Frankly, I don’t know enough about most mythologies to make that determination; I’m really only familiar with the Greek and Norse Pantheons. What I’d love to see would be a hundred-Pantheon list of elevator pitches: one sentence about each saying why it deserves to be given a detailed treatment. That would at least give me a sense as to what the options are, beyond geographic region. For instance, you mentioned the Hopi: what do they bring to the table other than being situated in the American southwest? (I’m not disagreeing with the proposal; I just don’t know anything about the Hopi beyond their name and region.)

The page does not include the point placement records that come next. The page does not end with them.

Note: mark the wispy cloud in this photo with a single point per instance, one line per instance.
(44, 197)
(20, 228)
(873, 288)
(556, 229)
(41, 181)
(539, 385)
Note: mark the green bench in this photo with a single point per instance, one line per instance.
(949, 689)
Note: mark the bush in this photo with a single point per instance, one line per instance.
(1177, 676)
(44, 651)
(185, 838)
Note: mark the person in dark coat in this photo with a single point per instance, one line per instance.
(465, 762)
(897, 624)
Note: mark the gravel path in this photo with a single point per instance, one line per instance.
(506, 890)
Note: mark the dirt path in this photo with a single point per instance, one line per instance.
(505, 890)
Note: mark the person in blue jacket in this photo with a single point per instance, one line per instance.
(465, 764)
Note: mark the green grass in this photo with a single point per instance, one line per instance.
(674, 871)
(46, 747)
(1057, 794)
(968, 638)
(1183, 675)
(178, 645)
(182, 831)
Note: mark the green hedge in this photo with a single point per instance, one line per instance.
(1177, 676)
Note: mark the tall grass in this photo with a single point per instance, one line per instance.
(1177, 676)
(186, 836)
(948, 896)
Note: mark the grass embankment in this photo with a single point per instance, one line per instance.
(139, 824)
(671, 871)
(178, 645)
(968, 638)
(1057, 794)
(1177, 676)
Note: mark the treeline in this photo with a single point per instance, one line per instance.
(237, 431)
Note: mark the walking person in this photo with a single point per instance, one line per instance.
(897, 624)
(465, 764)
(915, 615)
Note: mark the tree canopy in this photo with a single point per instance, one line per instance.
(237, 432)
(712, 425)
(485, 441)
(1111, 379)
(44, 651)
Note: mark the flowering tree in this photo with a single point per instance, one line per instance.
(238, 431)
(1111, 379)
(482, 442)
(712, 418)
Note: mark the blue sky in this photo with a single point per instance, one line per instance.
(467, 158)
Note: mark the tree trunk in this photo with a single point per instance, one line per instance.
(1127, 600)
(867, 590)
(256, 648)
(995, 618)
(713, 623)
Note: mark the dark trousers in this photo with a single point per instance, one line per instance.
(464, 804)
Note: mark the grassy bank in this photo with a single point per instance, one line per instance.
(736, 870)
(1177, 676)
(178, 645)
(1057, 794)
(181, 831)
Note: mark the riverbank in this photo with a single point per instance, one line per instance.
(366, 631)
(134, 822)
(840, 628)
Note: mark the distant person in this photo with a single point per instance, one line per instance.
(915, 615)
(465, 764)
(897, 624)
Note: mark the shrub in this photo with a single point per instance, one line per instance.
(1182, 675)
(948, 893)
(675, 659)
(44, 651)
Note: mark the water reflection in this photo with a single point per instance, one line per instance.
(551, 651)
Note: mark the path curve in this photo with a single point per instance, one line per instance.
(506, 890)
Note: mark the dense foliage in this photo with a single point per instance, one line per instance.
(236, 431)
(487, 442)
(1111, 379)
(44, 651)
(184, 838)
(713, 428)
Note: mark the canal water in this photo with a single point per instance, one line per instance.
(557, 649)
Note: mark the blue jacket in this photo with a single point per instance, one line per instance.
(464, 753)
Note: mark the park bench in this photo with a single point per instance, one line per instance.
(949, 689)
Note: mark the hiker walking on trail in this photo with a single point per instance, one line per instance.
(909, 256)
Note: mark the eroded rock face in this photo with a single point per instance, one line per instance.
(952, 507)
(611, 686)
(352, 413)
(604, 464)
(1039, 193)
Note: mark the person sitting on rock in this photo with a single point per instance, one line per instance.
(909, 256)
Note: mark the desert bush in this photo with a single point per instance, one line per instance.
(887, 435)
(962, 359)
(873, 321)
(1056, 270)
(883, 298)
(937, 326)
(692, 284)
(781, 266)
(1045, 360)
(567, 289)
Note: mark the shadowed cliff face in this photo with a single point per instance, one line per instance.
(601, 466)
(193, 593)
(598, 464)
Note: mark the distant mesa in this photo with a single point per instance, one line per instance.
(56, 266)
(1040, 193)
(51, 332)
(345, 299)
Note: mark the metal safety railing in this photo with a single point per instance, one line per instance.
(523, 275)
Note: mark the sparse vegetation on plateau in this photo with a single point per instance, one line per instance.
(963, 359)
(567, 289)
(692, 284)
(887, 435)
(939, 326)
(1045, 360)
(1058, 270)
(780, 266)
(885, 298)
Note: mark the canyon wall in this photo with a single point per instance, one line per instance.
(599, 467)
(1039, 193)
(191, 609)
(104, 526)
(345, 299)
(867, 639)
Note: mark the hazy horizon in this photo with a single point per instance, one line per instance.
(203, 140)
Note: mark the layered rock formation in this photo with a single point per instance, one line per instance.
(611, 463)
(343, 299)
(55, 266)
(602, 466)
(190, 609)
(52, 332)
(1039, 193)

I think it’s also worth considering the game’s initial focus: as much as Onyx Path has an international audience, its primary audience is still North American — specifically, the United States. As such, the initial selection of Pantheons ought to be ones whose influence is likely to be found in the United States, as the default game is likely to be set there. Which isn’t nearly as restrictive as it might sound at first, given its “nation of immigrants” nature. This informed my earlier suggestions: you say that there are (at least) three distinct Polynesian Pantheons, based in New Zealand, Hawaii, and Easter Island; I say that if we only get one of those, all else being equal, it should be the Hawaiian one (because Hawaii is a State) — this coming from someone who lived in New Zealand for a while and would personally be interested in that Polynesian Pantheon. And that’s almost an argument for choosing a Voodoo Pantheon over a West African one — almost. I still prefer “Voodoo is how [West African Pantheon] manifests itself in North America”. That is, elements of Voodoo should be there; but they should be build on a West African foundation.Last edited by Dataweaver; 03-18-2015, 05:53 PM.